International Association of Prosecutors
- Abbreviation: IAP
- Formation: June 6, 1995; 30 years ago
- Founded at: Vienna, Austria
- Type: NGO
- Purpose: Setting and raising standards of professional conduct and ethics for prosecutors worldwide.
- Headquarters: The Hague, Netherlands
- Secretary General: Han Moraal
- President: Cheol-Kyu Hwang
- Website: https://www.iap-association.org/

= International Association of Prosecutors =

Non-governmental organization

The International Association of Prosecutors (IAP) is a global non-governmental organisation of prosecutors, established by the United Nations in 1995, Vienna. It has 183 organizational members from 177 countries, and individual members.

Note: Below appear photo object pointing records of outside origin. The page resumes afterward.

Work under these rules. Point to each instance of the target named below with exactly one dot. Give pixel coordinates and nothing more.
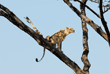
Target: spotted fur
(58, 38)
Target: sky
(18, 50)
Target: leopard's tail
(42, 56)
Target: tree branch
(104, 23)
(39, 38)
(87, 20)
(85, 40)
(88, 8)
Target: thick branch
(104, 23)
(87, 20)
(39, 38)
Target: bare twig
(87, 20)
(39, 38)
(88, 8)
(29, 21)
(85, 40)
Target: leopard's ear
(47, 37)
(66, 27)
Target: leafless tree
(5, 12)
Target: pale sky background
(18, 50)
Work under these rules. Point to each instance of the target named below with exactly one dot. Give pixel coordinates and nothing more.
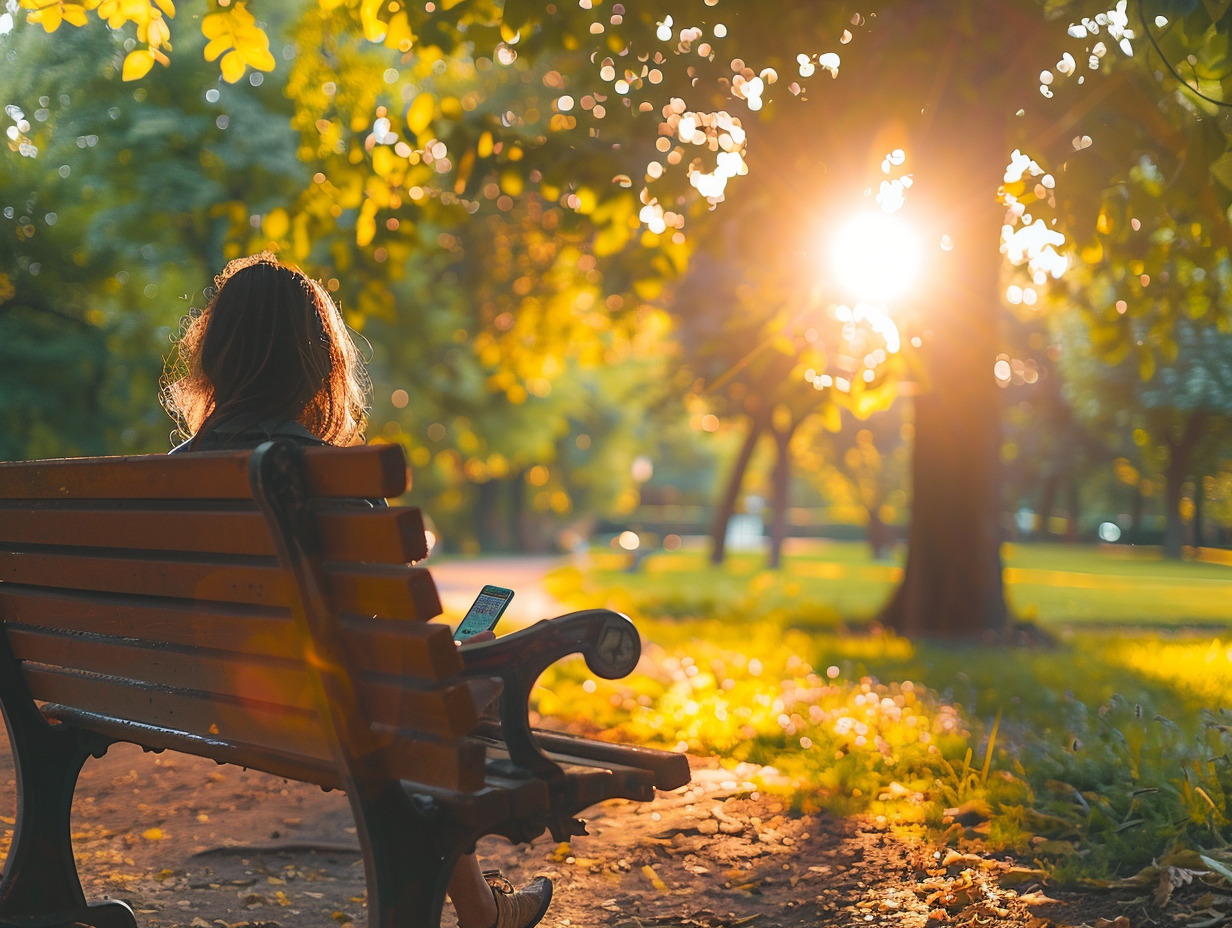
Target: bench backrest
(144, 598)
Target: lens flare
(875, 256)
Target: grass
(1089, 758)
(824, 583)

The IAP was established due to growth in transnational crime like drug trafficking, money laundering and fraud. It traces its origins to the eighth United Nations Congress on Crime Prevention and Criminal Justice in 1990, and subsequent development by the Hungarian National Association of Prosecutors, working with the Crime Prevention and Criminal Justice Branch of the United Nations Office at Vienna (UNOV). At a meeting at UNOV in June 1995, representatives of eleven countries established the IAP as an independent NGO, with the secretariat located in Groningen, Netherlands, by November. Participants from 49 countries attended its first conference in Budapest in September 1996. In 1999 the headquarters moved to The Hague, since it was a center of international law. That year it announced the "IAP Standards of Professional Responsibility and Statement of the Essential Duties and Rights of Prosecutors," and asked its members to certify their adherence to it. In 2003 the IAP published the Human Rights Manual for Prosecutors. By 2020 IAP membership had grown to organizations in 177 countries, representing more than 350,000 people, as well as some 850 individual members. Its annual budget stood at about .

Regional conferences in Africa, Latin America, Western Europe, Eastern Europe/Central Asia, North America and the Caribbean and the Asia-Pacific region are now regular events in the IAP, and are mainly aimed at front line prosecutors. The association produces newsletters and the IAP Journal, which are available online to members, as well as the Forum for International Criminal Justice. A Global Prosecutors E-Crime Network provides information of interest to prosecutors concerning cyber crime.

The IAP is an independent body, but its 1999 Standards of Professional Responsibility were adopted by the United Nations Commission on Crime Prevention and Criminal Justice (UNCCPCJ) in 2008. In fact the idea for the IAP arose during the same 1990 United Nations Congress on Crime Prevention and Criminal Justice which proclaimed the UN's "Guidelines on the Role of Prosecutors.", citing human rights clauses in the UN's founding document.

Regarding the International Criminal Court (ICC), a court established by treaty and not part of the UN, the IAP has "shown... interest in promoting a Code of Conduct for Prosecutors before the ICC, after the topic was neglected by the ICC negotiations,... [which] shows that the 'profession' may step on occasions to fill in regulatory gaps... It remains to be seen if a Prosecutor could ever be disciplined nationally or internationally by a professional order. The International Association of Prosecutors certainly does not have that power."

UNESCO and the IAP "developed the first international guidelines on investigating and prosecuting crimes against journalists with key recommendations for prosecutors."